2.2. Electrophysiology and data analysis
The two-microelectrode voltage clamp configuration was used to record currents from Xenopus laevis oocytes as described previously [11]. No leak subtraction was performed during the experiments. Only recordings with <10% leak current were considered for data analysis. Statistical data are presented as mean±standard error (S.E.M.). Statistical significance was evaluated using the paired and unpaired Student's t-test. Differences were considered to be significant if P<0.05 and highly significant if P<0.01.

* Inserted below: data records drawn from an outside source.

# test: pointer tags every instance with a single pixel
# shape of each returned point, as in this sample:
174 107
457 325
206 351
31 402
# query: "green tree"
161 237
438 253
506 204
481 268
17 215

2.3 Mutagenesis and expression of Kir2.2 channels in Xenopus oocytes
The Kir2.2 clone (GenBank accession no. L36069
[GenBank]
) was a kind gift from B.A. Wible (Cleveland, OH). Complementary RNA was prepared as described in Ref. [11]. Amino acid mutations were generated by polymerase chain reaction (PCR) with synthetic mutant oligonucleotide primers using the QuikChange site-directed mutagenesis kit (Stratagene, Germany) as described previously [11]. All mutations were verified by sequencing (SeqLab Goettingen, Germany). Injection of RNA (50 to 500 ng/µl) into stage V and VI defolliculated oocytes was performed using a Nanoject automatic injector (Drummond, Broomall, USA). The volume of injected cRNA solution was 50 nl per oocyte, and measurements were made 2 to 7 days after injection. The investigation conforms with the Guide for the Care and Use of Laboratory Animals published by the US National Institutes of Health (NIH Publication No. 85-23, revised 1996).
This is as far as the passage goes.